The opening of Primark in France has led Shore Capital to reiterate its ‘hold’ rating for parent company Associated British Foods (ABF.L) .
Analyst Clive Black said the discount retailer continued to be a success story for the ABF conglomerate and set a target price of £23.05.
‘[Primark] management has the ‘nice’ problem of needing to prioritise its opportunities,’ said Black.
‘Thankfully Primark’s management is highly capable, experienced and talented. More to the point, in ABF it has a parent that provides substantial wise counsel and capital to guide and support development respectively.’
Black said the market ‘currently supports and appreciated the virtues of ABF with an attractive stock rating’ but he would not add to his position.
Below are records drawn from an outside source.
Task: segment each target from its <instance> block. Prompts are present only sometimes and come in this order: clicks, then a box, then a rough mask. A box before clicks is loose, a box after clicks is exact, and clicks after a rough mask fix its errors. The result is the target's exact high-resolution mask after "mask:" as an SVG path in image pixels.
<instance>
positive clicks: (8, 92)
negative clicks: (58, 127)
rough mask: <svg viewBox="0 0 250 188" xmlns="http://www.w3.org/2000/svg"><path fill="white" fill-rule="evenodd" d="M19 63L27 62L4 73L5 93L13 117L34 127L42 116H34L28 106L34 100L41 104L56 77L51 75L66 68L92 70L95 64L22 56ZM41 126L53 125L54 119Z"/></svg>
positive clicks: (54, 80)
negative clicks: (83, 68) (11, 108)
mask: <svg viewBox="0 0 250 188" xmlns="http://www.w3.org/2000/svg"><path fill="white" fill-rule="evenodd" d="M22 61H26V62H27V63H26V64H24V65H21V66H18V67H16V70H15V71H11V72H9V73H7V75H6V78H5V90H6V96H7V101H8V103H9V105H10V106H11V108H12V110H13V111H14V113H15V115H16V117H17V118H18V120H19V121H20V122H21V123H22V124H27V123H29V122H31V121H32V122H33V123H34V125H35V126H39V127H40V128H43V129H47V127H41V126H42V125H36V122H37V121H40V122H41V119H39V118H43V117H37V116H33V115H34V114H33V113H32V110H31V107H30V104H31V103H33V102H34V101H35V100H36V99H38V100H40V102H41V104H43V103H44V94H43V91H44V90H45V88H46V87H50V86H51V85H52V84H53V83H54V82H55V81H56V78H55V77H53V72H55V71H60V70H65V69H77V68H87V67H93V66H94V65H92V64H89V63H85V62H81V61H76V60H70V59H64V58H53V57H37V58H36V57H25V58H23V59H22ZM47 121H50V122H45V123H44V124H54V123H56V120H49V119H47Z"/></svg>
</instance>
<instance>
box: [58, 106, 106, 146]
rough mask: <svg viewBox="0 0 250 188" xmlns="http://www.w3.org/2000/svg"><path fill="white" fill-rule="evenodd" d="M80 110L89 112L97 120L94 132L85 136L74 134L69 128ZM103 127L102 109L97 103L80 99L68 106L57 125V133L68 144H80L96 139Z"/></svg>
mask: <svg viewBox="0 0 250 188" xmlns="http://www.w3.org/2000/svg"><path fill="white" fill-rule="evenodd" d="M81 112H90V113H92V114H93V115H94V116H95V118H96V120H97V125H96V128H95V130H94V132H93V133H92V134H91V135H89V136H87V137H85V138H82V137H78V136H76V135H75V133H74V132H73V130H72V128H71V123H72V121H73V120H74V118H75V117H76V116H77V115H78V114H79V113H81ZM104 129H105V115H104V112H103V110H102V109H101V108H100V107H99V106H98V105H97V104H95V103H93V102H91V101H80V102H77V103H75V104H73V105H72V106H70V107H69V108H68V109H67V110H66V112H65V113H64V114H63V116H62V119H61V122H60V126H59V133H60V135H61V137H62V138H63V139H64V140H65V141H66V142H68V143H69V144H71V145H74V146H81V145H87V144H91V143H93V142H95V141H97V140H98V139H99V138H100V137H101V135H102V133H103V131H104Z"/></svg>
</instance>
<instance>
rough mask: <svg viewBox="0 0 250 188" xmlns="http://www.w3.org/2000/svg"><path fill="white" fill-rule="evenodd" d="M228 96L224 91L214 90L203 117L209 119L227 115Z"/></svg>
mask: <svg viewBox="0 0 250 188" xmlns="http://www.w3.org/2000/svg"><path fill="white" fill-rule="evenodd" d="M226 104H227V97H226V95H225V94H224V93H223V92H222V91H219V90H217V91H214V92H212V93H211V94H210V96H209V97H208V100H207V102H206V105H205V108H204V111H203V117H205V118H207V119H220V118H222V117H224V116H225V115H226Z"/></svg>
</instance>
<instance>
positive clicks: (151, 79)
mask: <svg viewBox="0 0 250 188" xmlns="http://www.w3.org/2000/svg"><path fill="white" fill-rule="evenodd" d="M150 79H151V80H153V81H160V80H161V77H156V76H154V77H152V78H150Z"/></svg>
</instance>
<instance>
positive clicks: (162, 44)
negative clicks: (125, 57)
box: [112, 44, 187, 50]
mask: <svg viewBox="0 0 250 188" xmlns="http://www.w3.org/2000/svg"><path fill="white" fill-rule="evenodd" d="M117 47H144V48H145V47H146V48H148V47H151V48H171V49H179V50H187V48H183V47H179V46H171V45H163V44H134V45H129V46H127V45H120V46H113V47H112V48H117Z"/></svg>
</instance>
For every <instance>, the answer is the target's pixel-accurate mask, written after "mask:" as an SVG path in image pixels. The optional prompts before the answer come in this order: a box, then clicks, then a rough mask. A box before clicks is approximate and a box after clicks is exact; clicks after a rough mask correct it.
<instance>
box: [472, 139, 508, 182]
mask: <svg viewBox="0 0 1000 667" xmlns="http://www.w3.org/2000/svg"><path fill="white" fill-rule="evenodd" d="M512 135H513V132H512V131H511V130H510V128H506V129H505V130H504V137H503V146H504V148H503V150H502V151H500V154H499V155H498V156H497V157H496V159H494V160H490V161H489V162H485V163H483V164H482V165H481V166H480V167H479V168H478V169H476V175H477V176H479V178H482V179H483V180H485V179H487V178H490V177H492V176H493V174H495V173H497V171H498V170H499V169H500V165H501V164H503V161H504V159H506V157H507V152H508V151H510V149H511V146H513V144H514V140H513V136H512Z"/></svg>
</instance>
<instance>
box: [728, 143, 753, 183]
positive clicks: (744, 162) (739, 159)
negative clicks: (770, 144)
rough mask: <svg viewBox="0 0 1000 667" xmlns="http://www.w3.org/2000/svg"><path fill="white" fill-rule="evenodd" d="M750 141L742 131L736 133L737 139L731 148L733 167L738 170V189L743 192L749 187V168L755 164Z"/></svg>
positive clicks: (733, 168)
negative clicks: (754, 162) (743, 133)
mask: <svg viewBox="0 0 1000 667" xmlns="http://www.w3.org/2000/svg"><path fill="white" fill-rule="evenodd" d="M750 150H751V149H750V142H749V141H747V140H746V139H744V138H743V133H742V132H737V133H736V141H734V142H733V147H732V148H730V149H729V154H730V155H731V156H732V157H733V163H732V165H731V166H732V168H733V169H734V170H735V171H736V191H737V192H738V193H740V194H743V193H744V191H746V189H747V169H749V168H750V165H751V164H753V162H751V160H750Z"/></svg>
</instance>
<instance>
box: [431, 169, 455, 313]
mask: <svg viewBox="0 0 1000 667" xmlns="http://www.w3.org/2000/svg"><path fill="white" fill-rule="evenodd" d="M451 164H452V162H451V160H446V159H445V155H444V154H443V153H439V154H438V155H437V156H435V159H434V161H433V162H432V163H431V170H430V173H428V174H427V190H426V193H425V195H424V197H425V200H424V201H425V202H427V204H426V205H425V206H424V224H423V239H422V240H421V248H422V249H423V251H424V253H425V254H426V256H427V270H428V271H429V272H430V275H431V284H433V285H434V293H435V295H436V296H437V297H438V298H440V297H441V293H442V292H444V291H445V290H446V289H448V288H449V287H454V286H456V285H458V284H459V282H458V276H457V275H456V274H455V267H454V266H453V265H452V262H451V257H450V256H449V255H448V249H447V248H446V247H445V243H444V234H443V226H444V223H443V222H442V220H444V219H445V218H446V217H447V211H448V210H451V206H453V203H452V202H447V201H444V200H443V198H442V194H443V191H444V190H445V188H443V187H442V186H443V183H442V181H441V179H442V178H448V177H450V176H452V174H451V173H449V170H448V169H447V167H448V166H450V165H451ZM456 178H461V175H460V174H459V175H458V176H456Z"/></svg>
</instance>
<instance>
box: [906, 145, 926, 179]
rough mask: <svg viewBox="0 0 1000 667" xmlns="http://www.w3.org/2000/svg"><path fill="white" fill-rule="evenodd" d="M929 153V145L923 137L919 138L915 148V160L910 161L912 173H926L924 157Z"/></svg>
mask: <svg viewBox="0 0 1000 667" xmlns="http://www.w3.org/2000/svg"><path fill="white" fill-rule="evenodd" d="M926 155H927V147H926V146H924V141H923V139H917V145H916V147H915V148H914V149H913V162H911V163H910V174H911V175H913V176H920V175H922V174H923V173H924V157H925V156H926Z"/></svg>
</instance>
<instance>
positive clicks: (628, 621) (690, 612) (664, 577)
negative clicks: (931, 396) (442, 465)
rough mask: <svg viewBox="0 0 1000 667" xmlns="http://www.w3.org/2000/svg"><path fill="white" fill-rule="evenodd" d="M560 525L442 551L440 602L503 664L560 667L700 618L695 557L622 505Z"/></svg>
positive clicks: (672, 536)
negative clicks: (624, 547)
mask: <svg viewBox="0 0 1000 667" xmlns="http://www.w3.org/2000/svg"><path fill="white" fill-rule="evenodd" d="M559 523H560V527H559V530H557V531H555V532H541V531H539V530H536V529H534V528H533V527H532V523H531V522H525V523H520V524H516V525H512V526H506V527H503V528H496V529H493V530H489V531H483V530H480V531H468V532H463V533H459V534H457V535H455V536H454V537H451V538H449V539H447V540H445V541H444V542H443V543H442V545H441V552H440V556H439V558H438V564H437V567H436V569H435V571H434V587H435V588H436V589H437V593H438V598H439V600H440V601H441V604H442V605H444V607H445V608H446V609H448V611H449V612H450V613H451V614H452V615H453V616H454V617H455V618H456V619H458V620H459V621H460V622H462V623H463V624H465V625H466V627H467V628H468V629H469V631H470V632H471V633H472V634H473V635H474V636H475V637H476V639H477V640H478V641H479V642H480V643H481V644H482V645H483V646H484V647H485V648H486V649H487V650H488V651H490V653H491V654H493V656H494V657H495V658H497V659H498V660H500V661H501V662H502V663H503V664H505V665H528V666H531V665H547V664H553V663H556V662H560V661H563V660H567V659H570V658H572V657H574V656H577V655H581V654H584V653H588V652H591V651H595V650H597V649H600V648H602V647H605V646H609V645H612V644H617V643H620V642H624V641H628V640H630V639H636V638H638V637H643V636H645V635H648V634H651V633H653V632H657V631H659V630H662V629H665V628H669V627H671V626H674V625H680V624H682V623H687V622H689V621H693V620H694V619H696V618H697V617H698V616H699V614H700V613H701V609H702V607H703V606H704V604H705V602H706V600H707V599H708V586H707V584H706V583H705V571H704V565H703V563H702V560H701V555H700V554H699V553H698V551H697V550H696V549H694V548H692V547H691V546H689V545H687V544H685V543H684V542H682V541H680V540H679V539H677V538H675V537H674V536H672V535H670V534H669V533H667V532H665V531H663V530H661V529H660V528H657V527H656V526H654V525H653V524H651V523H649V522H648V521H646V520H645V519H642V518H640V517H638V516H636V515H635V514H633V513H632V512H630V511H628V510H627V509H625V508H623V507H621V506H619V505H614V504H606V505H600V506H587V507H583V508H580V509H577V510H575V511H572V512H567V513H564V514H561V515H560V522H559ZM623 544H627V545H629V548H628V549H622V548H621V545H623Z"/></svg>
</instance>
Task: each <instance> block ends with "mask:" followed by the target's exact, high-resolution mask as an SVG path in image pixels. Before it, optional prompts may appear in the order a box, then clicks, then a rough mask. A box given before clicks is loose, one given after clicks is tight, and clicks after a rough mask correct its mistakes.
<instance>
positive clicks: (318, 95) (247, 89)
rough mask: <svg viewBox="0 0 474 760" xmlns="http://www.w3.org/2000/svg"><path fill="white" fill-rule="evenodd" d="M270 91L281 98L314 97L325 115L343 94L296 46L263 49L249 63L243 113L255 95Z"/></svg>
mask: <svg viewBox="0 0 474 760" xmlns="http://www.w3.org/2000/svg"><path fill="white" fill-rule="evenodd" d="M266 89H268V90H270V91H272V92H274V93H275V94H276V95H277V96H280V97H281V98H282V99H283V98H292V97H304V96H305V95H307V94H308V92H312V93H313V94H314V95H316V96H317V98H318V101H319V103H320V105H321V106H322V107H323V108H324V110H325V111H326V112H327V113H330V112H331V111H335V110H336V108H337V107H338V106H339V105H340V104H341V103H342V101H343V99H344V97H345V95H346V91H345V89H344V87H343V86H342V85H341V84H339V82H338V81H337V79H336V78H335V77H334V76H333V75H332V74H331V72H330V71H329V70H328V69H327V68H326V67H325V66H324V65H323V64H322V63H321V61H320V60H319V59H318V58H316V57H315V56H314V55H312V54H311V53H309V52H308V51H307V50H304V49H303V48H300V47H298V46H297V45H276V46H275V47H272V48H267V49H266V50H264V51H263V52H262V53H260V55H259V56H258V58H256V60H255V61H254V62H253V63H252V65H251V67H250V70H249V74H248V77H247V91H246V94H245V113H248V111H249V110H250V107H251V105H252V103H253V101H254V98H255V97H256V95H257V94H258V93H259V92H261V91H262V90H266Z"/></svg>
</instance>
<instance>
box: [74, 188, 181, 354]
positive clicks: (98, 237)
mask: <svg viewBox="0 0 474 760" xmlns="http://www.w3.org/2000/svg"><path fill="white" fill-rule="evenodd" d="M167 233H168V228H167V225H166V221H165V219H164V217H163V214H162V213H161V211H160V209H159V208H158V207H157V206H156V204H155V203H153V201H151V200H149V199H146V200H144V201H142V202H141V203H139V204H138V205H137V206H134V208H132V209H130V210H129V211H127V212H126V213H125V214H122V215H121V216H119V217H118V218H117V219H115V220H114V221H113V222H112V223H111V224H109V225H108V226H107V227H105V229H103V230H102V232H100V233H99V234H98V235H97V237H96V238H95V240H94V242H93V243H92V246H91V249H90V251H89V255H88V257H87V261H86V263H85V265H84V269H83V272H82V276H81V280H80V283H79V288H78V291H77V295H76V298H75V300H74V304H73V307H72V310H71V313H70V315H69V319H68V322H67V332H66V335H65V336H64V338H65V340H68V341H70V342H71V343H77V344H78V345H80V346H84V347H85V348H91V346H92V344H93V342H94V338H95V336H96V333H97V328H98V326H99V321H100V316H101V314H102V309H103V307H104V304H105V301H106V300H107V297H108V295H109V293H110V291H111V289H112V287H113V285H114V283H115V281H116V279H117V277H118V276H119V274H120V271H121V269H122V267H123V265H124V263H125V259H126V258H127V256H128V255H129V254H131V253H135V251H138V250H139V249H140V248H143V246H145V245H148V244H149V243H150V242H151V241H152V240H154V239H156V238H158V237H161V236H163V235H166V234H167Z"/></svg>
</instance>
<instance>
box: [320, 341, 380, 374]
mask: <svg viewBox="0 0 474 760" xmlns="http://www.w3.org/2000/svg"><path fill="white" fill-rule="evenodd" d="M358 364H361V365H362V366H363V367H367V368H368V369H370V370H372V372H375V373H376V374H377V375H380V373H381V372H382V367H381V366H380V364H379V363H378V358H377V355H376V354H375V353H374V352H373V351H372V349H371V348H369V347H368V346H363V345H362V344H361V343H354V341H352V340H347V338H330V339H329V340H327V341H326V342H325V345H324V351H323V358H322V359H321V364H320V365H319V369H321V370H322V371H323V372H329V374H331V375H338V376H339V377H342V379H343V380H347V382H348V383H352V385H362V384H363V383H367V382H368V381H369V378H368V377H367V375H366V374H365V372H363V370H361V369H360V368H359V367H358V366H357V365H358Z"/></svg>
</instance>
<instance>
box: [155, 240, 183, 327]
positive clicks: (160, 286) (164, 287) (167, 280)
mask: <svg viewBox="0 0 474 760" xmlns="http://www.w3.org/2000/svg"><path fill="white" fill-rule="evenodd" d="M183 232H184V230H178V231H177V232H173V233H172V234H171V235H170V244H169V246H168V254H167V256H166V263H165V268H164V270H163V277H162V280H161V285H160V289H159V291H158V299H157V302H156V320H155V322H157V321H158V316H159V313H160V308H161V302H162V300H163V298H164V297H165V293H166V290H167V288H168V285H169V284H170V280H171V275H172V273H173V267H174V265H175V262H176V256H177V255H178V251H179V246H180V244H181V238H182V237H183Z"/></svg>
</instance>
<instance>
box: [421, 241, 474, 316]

‘Primark has plenty of fuel in the tank to sustain its part in the ABF story and on current stock multiples supports our HOLD stance on the group’s shares.’
Shares closed down yesterday by just 0.09%, or 2p, at £23.00.
Panmure Gordon has downgraded its long-standing ‘buy’ recommendation for online fashion retailer ASOS (ASOS.L) to a ‘hold’.
Analyst Simon French said shares in the company have risen 124% year-to-date and are trading at all-time highs, but a slight reduction in sales growth assumptions mean the shares are unlikely to move much higher.
‘Furthermore we think the group’s share price trajectory for 2014 will be determined by its Chinese operation where it is too early to judge the potential success,’ he said. ‘We therefore downgrade our long-standing Buy recommendation to Hold, target price £61.26 from £59.50.’
ASOS also has additional competition to consider as the preference for using mobiles to buy online means smaller retailers with a route to customers are ‘supported by an ever present voice on social media, thus reducing the influence of larger brands’.
The negative reaction from Panmure Gordon had almost no impact on shares yesterday, closing 0.08% down, or 4.8p, at £60.14.
A cyber security acquisition for Babcock International (BAB.L) will allow the engineering support services firm to cross-sell to its existing clients.
Christopher Bamberry, analyst at Peel Hunt, said the £32 million purchase price for ContextIS, an independent technical cyber security consultancy, ‘looks full but will enable Babcock to cross-sell ContextIS’s services into Babcock’s existing client base, which has an increasing need to protect its information systems’.
Bamberry retained his ‘hold’ recommendation and placed a target price of £12.95 on the shares.
‘In the year ended May 2013 ContextIS generated revenue of £10 million and delivered a low-teens margin…we assume a 13.5% margin, 2013 operating profit would be £1.35 million. Given the immaterial nature of the acquisition, we are not changing our forecasts.’
Share were down marginally 0.62%, or 8p, yesterday at £12.77.